Average score by grading period (This is important for their phone usage guidelines)

Average score by subject across those periods

Then I asked for visuals.

“Create simple line graphs: one showing overall average by grading period, and one showing each subject’s average across the same periods.”

What came back was the overall story of their schooling.

Graph 1 – Overall line: one dot for each grading period, showing whether things were trending up, down, or basically flat.

Graph 2 – Subject lines: math, science, ELA, French, PE, etc. each got their own line across time.

For one kid, the overall line was gently rising. For the other, it was basically flat with a slight downward tilt as the content got harder. Neither graph screamed “disaster.” They just told the truth in a way that was easy to see.

More importantly, it gave us a story:

“Math took a hit when proportional reasoning showed up.”

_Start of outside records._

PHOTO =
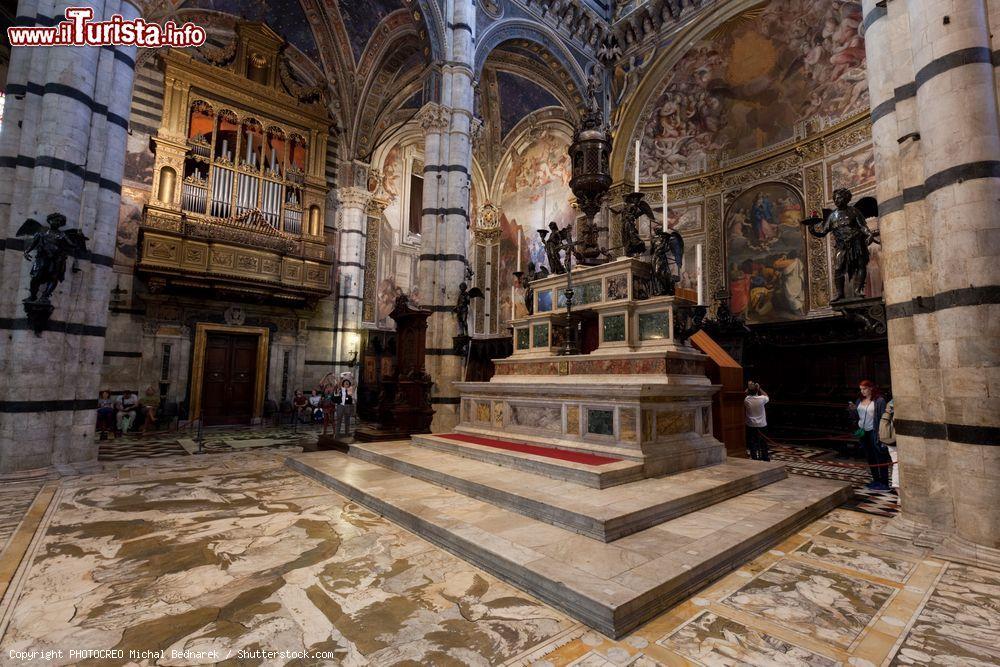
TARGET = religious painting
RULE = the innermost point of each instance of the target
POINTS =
(854, 172)
(752, 80)
(535, 192)
(684, 218)
(765, 254)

“Science is quietly creeping up every trimester.”

“French has been a strength for two straight years.”

Instead of “I’m bad at school,” we could say, “This is the level where the game got tricky.

Step 3: Gamify the feedback so kids actually care,

Graphs are nice. Kids are not naturally moved by “average scores by content area.” So I asked ChatGPT to reframe everything in game language.

Prompt:  Create a slide show to show his work. Maybe like a gamification version of the graphics and explanations along with ways to improve.”

This was the result, minus details.
Title slide: “J’s Academic Adventure”

Slide with the overall XP bar.
Slide with subject-by-subject XP lines.
Slide of “unlocked skills” (their strengths).
Slide for “boss fights” (math, grammar, etc.).
Slide of new quests.

The tone was light, but the information was real. “You’re reading at a high level. That’s a huge advantage in every class.”

“Math isn’t broken; there’s one level that stood out as hard. Let’s take that on directly.”

“Science is trending up even when you feel like you’re just surviving labs.”

They saw themselves not as “good student/bad student,” but as players in a long game with different stats.

There are plenty of ways AI in education can go off the rails. This one worked for me because:

It respected the teacher’s work. I didn’t ask the model to re-grade anything. I used teacher scores and explanation as the source of truth.

It added clarity, not judgment. AI’s job was to surface patterns and offer language, not decide anyone’s future.

It gave the kids agency. The output was not “Here’s what you must do now.” It was “Here’s what the map looks like. What quest do you want to take first?”

And it modeled an important lesson about AI itself:
This isn’t a magic brain or a shortcut to avoid effort. It’s a tool that can help you see your own life more clearly and help you reach your goals.

How to try this with your own kids (or students)

If you want to steal this experiment, here’s the quick version:

-Grab at least three grading periods of report cards or progress reports.
-Upload or paste them into ChatGPT and explain the scoring system.
-Ask for a table: period, subject, skill/target, score.
-Ask for averages and graphs: overall and by subject.
-Have the model explain the graphs in kid-friendly language, then again in “game/XP” language.
-Work together to pick a few quests for the next grading period.

Everything else, slide decks, handouts, fancy visuals is optional.

The real win is sitting with your child, looking at the same picture of their learning, without having it be battle.

If AI can help us do more of that, then let the robots punch up some report cards.